The Takeovers Panel has received an application from Keybridge Capital Limited concerning the affairs of Yowie Group Ltd. This application, notable for being disputed by Keybridge’s own CEO, Mr. Nicholas Bolton, centers around a series of escalating corporate maneuvers between Yowie and Keybridge. Keybridge, holding 78.34% voting power in Yowie, and WAM Group, with 45% in Keybridge, are at the heart of the dispute.
The conflict intensified when Keybridge sought to remove directors from Yowie, following earlier attempts to remove Keybridge directors themselves. Yowie responded with a conditional scrip takeover bid for Keybridge and a private placement of shares. Keybridge alleges the placement, involving 34,405,185 new Yowie shares at 1.5c each, includes trading restrictions that create a relevant interest for Yowie in its own shares, contravening takeover laws.
Keybridge argues that the restrictions on trading the placement shares and the interests of Keybridge and WAM Group in Yowie create contraventions of section 606 of the Corporations Act.

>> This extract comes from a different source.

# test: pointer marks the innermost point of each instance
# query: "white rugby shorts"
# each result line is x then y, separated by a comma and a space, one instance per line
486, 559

Keybridge seeks orders to halt the share issuance or prevent disposal of issued shares. Final orders sought include cancellation of the shares, vesting them in ASIC, or preventing the recipients from voting them at any Keybridge-initiated Yowie members’ meeting for 12 months. The Panel has not yet decided whether to conduct proceedings and makes no comment on the application’s merits.